The theory behind the 'cold poker master.'
Jeopardy is a human problem "solved" by a machine, but poker is a machine problem at the outset. Winning, or maximizing one's winning potential, is a matter of analyzing a card game as a succession of states, wherein each state offers players probabilities of certain events happening or not happening that can then be maximized in the interests of winning. Poker is a natural computer science problem, but, fortunately, computers are rarely allowed at the table.
Yet, sometimes they are. Meet Lengpudashi, a poker bot developed by researchers at Carnegie Mellon University whose name translates to "cold poker master." Which is perfect. In a recent set of exhibition matches on China's Hainan island, Lengpudashi won $792,327 in poker chips over the course of five days and 36,000 hands. Its opposition was Team Dragon, a group of human engineers and computer scientists led by Yue Du, an amateur poker player and venture capitalist who took home a 2016 World Series of Poker golden bracelet (the first Chinese player to do so).
Lengpudashi's win meant an IRL $290,000 in prize money, which will be reinvested in Strategic Machine, an AI company founded by CMU researchers Tuomas Sandholm and Noam Brown. An earlier poker bot developed by the duo won $1,766,250 in chips earlier this year in an epic 20-day match against five of the world's top poker players.
However natural it may seem as an AI problem, poker isn't Go. Poker introduces the problem of incomplete information. A machine playing Go or chess can observe a board and know immediately the complete state of the game. Like a human poker player, however, the poker bot only knows what it sees. The best it can do is count cards—based on what's on the table and in my hand, what cards are left in the deck? This set of remaining cards only constrains possibilities. Luck makes the final call. Luck, after all, is just what we don't know.
More technically, poker is an example of an information-imperfect game. Sandholm and Brown go deeper in a paper presented earlier this year at the AAAI-17 Workshop on Computer Poker and Imperfect Information Games in San Francisco.
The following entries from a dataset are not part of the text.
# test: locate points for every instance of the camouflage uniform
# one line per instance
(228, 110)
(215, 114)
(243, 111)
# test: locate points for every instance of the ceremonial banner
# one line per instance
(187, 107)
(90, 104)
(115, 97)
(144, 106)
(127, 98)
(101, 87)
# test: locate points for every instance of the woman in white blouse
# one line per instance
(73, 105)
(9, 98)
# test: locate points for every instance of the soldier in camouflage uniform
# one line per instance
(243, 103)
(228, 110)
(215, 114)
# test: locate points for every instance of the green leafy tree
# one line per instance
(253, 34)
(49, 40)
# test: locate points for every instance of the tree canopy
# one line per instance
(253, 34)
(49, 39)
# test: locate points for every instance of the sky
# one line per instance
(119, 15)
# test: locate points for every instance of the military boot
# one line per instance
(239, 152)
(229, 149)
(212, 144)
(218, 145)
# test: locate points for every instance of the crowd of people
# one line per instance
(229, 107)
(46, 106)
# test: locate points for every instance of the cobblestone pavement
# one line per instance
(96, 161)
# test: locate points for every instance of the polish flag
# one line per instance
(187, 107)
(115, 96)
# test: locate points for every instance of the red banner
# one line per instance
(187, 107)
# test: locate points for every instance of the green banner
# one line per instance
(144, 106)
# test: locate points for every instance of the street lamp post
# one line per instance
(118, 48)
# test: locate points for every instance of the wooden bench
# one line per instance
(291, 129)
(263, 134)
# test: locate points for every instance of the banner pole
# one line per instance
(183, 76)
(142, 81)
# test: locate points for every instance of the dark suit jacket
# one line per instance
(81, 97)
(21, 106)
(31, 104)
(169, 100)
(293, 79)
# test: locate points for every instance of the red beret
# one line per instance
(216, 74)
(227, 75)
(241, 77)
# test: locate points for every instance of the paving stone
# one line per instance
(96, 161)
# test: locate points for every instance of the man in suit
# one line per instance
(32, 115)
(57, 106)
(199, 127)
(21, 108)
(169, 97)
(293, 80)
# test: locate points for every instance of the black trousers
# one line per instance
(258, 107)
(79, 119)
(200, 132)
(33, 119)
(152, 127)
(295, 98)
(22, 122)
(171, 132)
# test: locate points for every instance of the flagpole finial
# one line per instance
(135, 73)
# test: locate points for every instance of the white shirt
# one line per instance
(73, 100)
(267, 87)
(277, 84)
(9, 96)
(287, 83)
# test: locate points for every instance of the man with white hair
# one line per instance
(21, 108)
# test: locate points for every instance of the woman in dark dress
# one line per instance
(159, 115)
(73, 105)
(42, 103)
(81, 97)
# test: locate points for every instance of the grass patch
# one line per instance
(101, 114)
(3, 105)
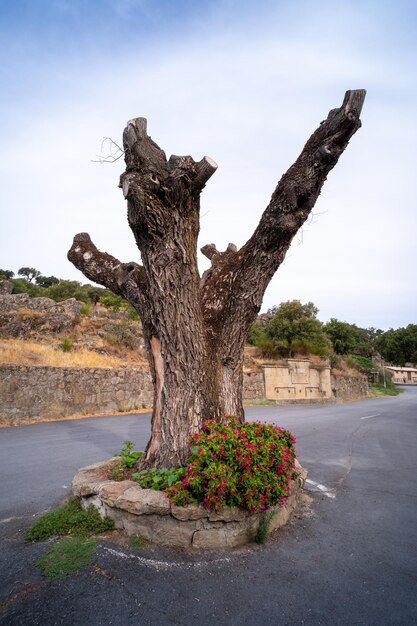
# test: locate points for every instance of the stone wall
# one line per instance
(150, 514)
(253, 386)
(53, 392)
(297, 380)
(347, 388)
(31, 392)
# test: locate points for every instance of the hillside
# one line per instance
(40, 331)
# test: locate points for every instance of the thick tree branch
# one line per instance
(124, 279)
(233, 288)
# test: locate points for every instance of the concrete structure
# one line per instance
(403, 375)
(298, 380)
(151, 515)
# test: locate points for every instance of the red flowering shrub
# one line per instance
(248, 465)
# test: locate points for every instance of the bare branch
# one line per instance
(124, 279)
(110, 158)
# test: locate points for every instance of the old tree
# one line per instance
(195, 326)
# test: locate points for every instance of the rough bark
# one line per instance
(195, 327)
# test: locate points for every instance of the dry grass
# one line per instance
(23, 352)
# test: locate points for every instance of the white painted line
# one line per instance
(326, 490)
(164, 564)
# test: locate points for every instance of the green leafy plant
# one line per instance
(67, 557)
(85, 309)
(66, 345)
(249, 465)
(262, 532)
(129, 454)
(158, 478)
(69, 519)
(137, 541)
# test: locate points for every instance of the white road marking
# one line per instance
(164, 564)
(366, 417)
(326, 490)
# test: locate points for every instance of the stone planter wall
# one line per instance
(148, 513)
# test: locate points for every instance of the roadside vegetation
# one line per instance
(76, 547)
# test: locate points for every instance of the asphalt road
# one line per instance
(349, 556)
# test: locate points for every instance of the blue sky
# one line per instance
(245, 83)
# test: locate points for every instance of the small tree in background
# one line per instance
(30, 273)
(293, 328)
(46, 281)
(6, 274)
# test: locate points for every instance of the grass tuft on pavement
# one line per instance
(67, 556)
(70, 519)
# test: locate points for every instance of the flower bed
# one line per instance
(155, 517)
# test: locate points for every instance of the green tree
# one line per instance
(342, 335)
(6, 274)
(65, 289)
(294, 328)
(46, 281)
(399, 346)
(30, 273)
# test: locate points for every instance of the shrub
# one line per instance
(248, 465)
(129, 455)
(66, 345)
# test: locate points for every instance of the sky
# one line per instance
(245, 83)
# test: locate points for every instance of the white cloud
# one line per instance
(249, 97)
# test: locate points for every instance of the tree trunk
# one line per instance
(195, 328)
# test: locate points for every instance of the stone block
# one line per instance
(143, 501)
(228, 514)
(189, 512)
(111, 491)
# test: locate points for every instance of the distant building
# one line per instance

The technique described in the paper for such problems is a variation of what's known as "endgame solving."
In a information-complete game like checkers or chess (or Go), the computer's strategy is to decompose the larger game into a bunch of smaller games. Iteratively solve those problems and you should wind up with a solution to the whole problem. This is endgame solving as it's usually understood. Checkers was definitively solved in this fashion.
"In imperfect-information games, endgame solving is drastically more challenging," Sandholm and Brown write. "In perfect-information games it is possible to solve just a part of the game in isolation, but this is not generally possible in imperfect-information games." Imperfect-information games have to be solved as whole entities, not through decomposition.
This is a problem with large games, like No-Limit Texas Hold'em. No-Limit Texas Hold'em has 10 165 nodes that have to be computed in order to be "solved."
The general answer to this problem is for algorithms to create more manageable abstractions of the whole game that are essentially miniaturized versions. Solve the little version of the game, and you can then remap it to the larger game. The catch is that a lot of complexity from the real game is lost in the abstraction process, which in many cases means the remapping just doesn't do the job.
The solution devised by Sandholm and Brown is known as Reach-Maxmargin refinement. The basic idea is to take this mini-games and imagine them along different paths that the whole game might take as it evolves. In their words, it's "a new method for refining endgames that considers what payoffs are achievable from other paths in the game."
The result is essentially an algorithm that knows how to bluff. It understands that it can benefit from preventing the game from progressing down certain paths and seeks to manipulate that. "People have a misunderstanding of what computers and people are each good at. People think that bluffing is very human —it turns out that's not true," Brown told Bloomberg. "A computer can learn from experience that if it has a weak hand and it bluffs, it can make more money."